Most modern handguns and rifles are manufactured based on blueprints that specify their configurations. One of these specifications is a characteristic known as rifling, which refers to the spiral lands and grooves placed into the firearm's barrel to impart a spin on the bullet for accuracy. The number of lands and grooves and the direction in which they twist, either right or left, can be determined by observing the rifling engravings in the barrel. The image at right (top) shows the rifling in a barrel having eight lands and grooves inclined to the left, as seen from the muzzle-end of a firearm. The lands and grooves appear as raised and lowered areas, respectively, in the barrel. These rifling characteristics are then imparted onto a projectile as it spins down the barrel, leaving land and groove impressions on the fired bullet (bottom).

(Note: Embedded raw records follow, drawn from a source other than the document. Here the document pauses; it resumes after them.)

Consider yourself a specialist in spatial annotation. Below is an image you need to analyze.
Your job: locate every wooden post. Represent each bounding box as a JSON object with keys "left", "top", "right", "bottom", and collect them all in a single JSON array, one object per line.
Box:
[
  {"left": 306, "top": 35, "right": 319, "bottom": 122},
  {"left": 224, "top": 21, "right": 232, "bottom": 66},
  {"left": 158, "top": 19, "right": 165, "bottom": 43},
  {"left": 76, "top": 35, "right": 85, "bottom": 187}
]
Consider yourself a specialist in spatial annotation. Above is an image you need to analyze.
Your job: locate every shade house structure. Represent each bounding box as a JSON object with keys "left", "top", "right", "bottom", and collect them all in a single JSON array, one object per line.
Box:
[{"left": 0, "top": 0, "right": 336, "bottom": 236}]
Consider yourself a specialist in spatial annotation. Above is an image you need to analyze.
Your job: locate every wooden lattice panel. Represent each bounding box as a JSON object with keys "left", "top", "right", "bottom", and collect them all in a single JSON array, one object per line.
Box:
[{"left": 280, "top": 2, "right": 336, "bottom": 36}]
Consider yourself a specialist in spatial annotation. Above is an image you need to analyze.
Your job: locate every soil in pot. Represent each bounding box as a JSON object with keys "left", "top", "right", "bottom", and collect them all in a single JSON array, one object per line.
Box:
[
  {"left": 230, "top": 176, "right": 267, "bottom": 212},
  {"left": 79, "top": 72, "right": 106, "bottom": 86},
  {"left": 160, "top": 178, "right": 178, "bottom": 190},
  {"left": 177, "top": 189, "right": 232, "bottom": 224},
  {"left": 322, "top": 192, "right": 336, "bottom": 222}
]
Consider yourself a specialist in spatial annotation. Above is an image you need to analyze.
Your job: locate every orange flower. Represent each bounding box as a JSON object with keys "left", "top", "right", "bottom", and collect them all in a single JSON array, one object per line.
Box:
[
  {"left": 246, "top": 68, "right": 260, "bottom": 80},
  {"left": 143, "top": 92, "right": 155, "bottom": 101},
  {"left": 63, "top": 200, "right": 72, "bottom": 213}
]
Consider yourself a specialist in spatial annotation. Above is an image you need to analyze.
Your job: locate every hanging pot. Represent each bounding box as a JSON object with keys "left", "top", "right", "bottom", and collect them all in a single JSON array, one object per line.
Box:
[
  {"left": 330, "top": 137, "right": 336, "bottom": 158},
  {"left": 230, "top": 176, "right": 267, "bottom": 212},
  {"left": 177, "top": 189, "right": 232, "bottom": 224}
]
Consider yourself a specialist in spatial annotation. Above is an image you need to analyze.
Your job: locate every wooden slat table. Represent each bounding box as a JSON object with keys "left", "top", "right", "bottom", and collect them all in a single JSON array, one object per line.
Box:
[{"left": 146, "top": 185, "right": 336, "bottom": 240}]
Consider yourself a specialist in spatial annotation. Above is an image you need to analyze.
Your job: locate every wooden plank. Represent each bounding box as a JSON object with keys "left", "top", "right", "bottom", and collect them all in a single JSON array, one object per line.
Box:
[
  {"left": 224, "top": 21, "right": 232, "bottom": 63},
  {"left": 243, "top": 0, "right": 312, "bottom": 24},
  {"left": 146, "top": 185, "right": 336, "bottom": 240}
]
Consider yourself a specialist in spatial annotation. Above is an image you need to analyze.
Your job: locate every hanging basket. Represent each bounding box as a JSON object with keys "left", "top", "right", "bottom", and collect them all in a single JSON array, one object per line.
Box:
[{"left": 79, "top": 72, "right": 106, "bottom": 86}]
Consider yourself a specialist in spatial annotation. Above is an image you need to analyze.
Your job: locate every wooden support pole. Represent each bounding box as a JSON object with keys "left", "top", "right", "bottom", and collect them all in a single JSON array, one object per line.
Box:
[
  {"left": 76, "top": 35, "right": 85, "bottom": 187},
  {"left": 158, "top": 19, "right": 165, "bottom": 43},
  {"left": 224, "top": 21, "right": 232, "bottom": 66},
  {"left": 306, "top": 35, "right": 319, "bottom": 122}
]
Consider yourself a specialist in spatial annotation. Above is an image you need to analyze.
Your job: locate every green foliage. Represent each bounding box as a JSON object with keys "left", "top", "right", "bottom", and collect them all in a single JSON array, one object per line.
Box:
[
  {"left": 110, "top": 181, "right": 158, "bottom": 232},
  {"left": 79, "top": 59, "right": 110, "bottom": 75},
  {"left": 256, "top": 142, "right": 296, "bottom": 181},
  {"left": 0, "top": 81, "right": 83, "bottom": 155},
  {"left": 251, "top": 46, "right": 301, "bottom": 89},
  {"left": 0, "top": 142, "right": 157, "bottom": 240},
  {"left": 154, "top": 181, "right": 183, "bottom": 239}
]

Manufacturers use various cutting, swaging and electrolytic processes to introduce rifling into a barrel, and these processes, as well as others used in the finishing of a firearm, make each barrel unique. A barrel will produce individual markings in addition to a bullet's land and groove impressions as the bullet passes through, and it is these unique markings that an examiner evaluates to determine whether a given bullet was fired from a particular firearm.

The rifling characteristics alone can reveal what brand and/or model of firearm could have fired a specific projectile. To figure out if a bullet could have originated from a specific firearm, however, a forensic firearm and toolmark examiner uses an instrument called a comparison microscope to compare a questioned bullet (one recovered from a crime scene, for example) to bullets test fired from a suspect firearm. Examiners generally test fire into a water recovery tank to obtain comparison bullets for evaluation under the microscope.

A comparison microscope comprises two compound microscopes joined by an optical bridge and one set of eyepieces, or oculars. The configuration is such that the examiner can evaluate items on each of the microscope stages at the same time. A dividing line separates the two items in the field of view, and allows the examiner to vary how much of each item is observed simultaneously.

After evaluation of the test-fired bullets against one another for the presence of repetitive individual microscopic markings, the questioned bullet is mounted on the left stage and one of the test-fired bullets is placed on the right stage. The examiner then assesses the questioned bullet for the same repetitive marks that are present on the test projectiles. If sufficient correspondence is found between the questioned bullet and the test bullets, with no unexplainable differences, the examiner can conclude that the questioned bullet was fired from the suspect firearm. The image above demonstrates corresponding microscopic markings consistent with two bullets having been fired from the same firearm.